Bayesian topology generated from the analysis using 13 protein-coding genes of four species of the Coronator Group plus Cx. quinquefasciatus and Cx. pipiens. Numbers placed above the branches indicate the values of Bayesian posterior probabilities. Aedes albopictus and Anopheles darlingi were employed as outgroups. Complete mitochondrial genomes of Cx. quinquefasciatus, two specimens of Cx. pipens, Ae. albopictus and An. darlingi were downloaded from the GenBank

Table 5 Average of nucleotide divergence under Maximum Composite Likelihood of 13 protein-coding genes of the mitochondrial genome of Cx. coronator, Cx. usquatus, Cx. camposi, and Cx. usquatissimus and four specimens obtained from GenBank. The averages are expressed as percentages; GenBank accession numbers are indicated between brackets

In order to address the effectiveness of the ATP6, ATP8 and NADH5 for reconstructing phylogenetic relationships within the Coronator Group, a Bayesian analysis was performed only with these genes (Fig. 5). Within the Coronator Group, the topology yielded was the same of that performed with all genes, demonstrating the potential of those genes for further evolutionary studies with this group. Interestingly, for Cx. pipiens complex species, results of Bayesian analysis recovered a polytomy between Cx. quinquefasciatus and Cx. pipiens. Those results are important to show how evolutionary behavior of the genes are different among groups of species, even within the same subgenus, and how carefully researchers need to be when selecting a molecular marker.

Fig. 5
figure 5

Bayesian topology generated from the analysis using ATP6, ATP8 and NADH5 protein-coding genes of four species of the Coronator Group plus two species of Cx. pipiens complex.
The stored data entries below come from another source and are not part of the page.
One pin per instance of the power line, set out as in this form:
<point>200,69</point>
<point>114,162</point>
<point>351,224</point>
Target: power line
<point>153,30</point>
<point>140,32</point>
Numbers placed at the branches indicate Bayesian posterior probabilities. Aedes albopictus and Anopheles darlingi were employed as outgroups. Mitochondrial genomes of Cx. quinquefasciatus, two specimens of Cx. pipens, Ae. albopictus and An. darlingi were downloaded from the GenBank


The complete mitochondrial genomes of Cx. usquatus, Cx. usquatissimus, Cx. coronator, and Cx. camposi share the same gene order and gene content of other Culicidae species with the mitochondrial genome reported to date. The overall length and the AT content of the four Culex species are within the range observed in species of the Anopheles albitarsis complex, Cx. quinquefasciatus, and Ae. aegypti. Except for trnR and trnS1, the tRNAs were folded into the typical cloverleaf-like structure. Similar to other metazoan and species of the family Culicidae, the control region presented some conservative poly T- stretches, which seems to be involved in the functional roles of mitochondrial genome. Results of the Bayesian phylogeny corroborated the monophyly of the Coronator Group. Nevertheless, new insights on the evolution of the group can be addressed using a larger species sampling, including morphologically similar species and species of other Culex subgenera, for example, Lutzia, Phenacomyia and Phytothelmatomyia species. Probably because of the functional roles played in the respiratory chain by the mitochondrial genome, PCGs showed high purifying selection and low nucleotide divergence among the species investigated here.